Ia mengatakan ekspos perkara restorative justice berasal dari Kejari Minahasa atas nama tersangka JL alias Jolvi dalam perkara Tindak Pidana kekerasan terhadap anak yang disangka melanggar Pasal 80 ayat (1) Undang-undang RI Nomor 35 Tahun 2014 tentang Perubahan atas Undang-undang Republik Indonesia Nomor 23 Tahun 2002 tentang Perlindungan Anak Subsidair Pasal 351 ayat (1) KUHP.

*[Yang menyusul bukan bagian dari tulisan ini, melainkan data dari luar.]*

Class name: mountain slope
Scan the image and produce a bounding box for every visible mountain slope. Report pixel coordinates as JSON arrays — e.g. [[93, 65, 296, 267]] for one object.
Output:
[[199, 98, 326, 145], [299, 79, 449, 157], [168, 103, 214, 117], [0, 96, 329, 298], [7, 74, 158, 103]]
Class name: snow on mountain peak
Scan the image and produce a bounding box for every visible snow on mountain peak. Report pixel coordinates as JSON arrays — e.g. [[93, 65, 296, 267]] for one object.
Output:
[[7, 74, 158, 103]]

Terkait dengan perkara ini bahwa telah dilakukan upaya perdamaian oleh Kejari Minahasa dan telah mencapai kesepakatan damai antara pihak korban dan orang tua korban dengan pelaku dan dihadiri oleh saksi-saksi dan perwakilan masyarakat di Minahasa.
Atas kesepakatan tersebut, Kepala Kejari Minahasa mengajukan permohonan penghentian penuntutan berdasarkan keadilan restoratif ke Kejati Sulut.

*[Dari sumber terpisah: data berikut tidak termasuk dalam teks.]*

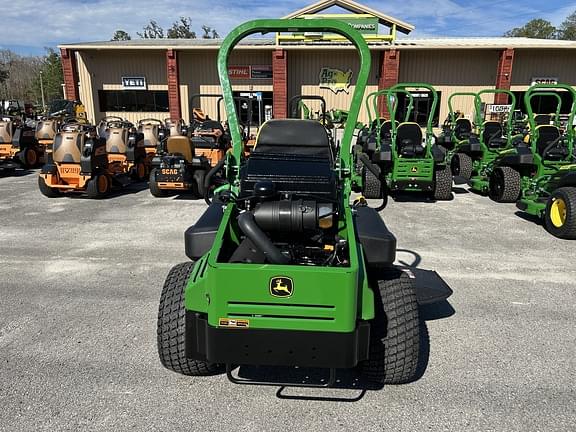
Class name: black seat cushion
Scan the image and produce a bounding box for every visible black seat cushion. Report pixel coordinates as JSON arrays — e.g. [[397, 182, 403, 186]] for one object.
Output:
[[396, 123, 425, 157], [254, 119, 332, 158], [454, 118, 472, 140]]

Setelah mempelajari kasus tersebut, Wakil Kepala Kejati Sulut Transiswara Adhi sependapat untuk dilakukan penghentian penuntutan berdasarkan keadilan restoratif dan mengajukan permohonan kepada Direktur Oharda untuk dilakukan penghentian penuntutan berdasarkan keadilan restoratif dan permohonan pun disetujui pada, hari ini, Selasa 8 Oktober 2024.

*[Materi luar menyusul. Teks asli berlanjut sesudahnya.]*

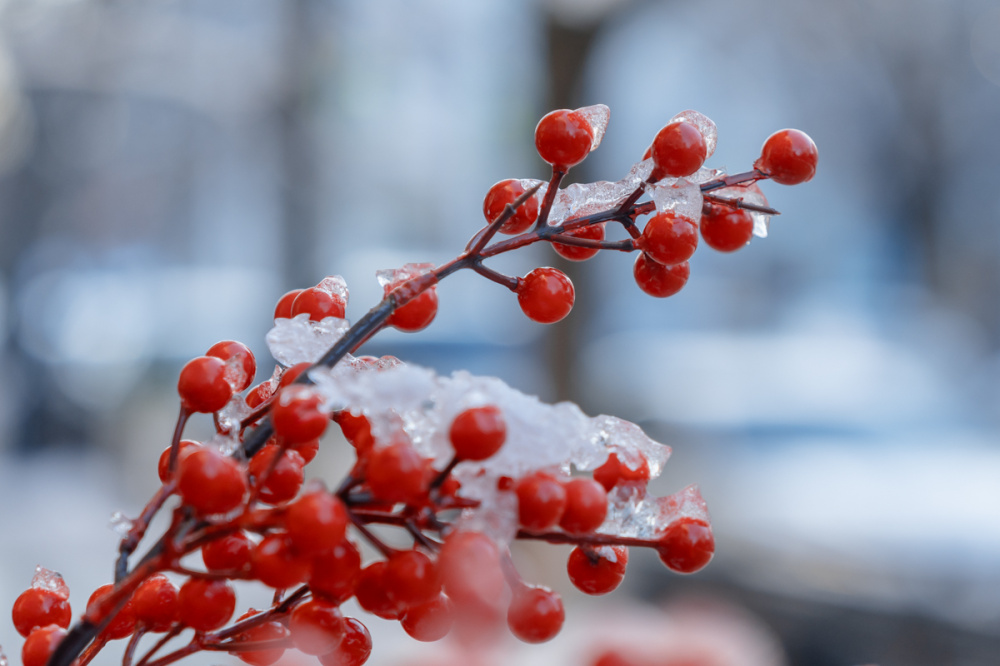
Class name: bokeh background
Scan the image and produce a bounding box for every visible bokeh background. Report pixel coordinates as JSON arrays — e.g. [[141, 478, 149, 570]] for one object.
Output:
[[0, 0, 1000, 666]]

Pertimbangannya tersangka baru pertama kali melakukan tindak pidana, tindak pidana yang dilakukan oleh tersangka, ancaman pidana penjaranya tidak lebih dari lima tahun.
"Tersangka menyesali perbuatannya dan berjanji tidak mengulanginya lagi baik terhadap korban maupun kepada orang lain, bahwa tersangka dan anak korban masih memiliki hubungan keluarga serta telah melakukan perdamaian di hadapan penuntut umum yang dihadiri oleh para saksi dan perwakilan masyarakat," katanya.
Sementara ekspose perkara restorative justice yang berasal dari Kejari Minsel dalam perkara penganiayaan dengan tersangka LM alias Levi yang disangka melanggar Pasal 351 ayat (1) KUHP.
Untuk perkara tersebut Wakil Kepala Kejati Sulut Transiswara Adhi, juga sependapat dengan Kejari Minsel untuk dilakukan penghentian penuntutan berdasarkan keadilan restoratif, karena pihak korban dan pelaku telah bersepakat untuk berdamai di hadapan Jaksa Penuntut Umum dan dihadiri oleh saksi-saksi dan perwakilan masyarakat di Minsel.
Bahwa kedua perkara tersebut pun mendapat persetujuan dari Direktur Oharda untuk dihentikan perkaranya berdasarkan keadilan restoratif.
Atau dengan kata lain untuk kedua perkara tersebut tidak lagi dilimpahkan ke pengadilan karena telah memenuhi syarat sebagaimana diatur dalam Peraturan Jaksa Agung RI Nomor 15 Tahun 2020 tentang Penghentian Penuntutan berdasarkan Keadilan Restoratif.
Ekspos perkara ini juga dihadiri oleh Kepala Kejaksaan Negeri Minahasa, Kepala Kejaksaan Negeri Minahasa Selatan, serta Jajaran Bidang Pidana Umum Kejari Minahasa dan Kejari Minahasa Selatan.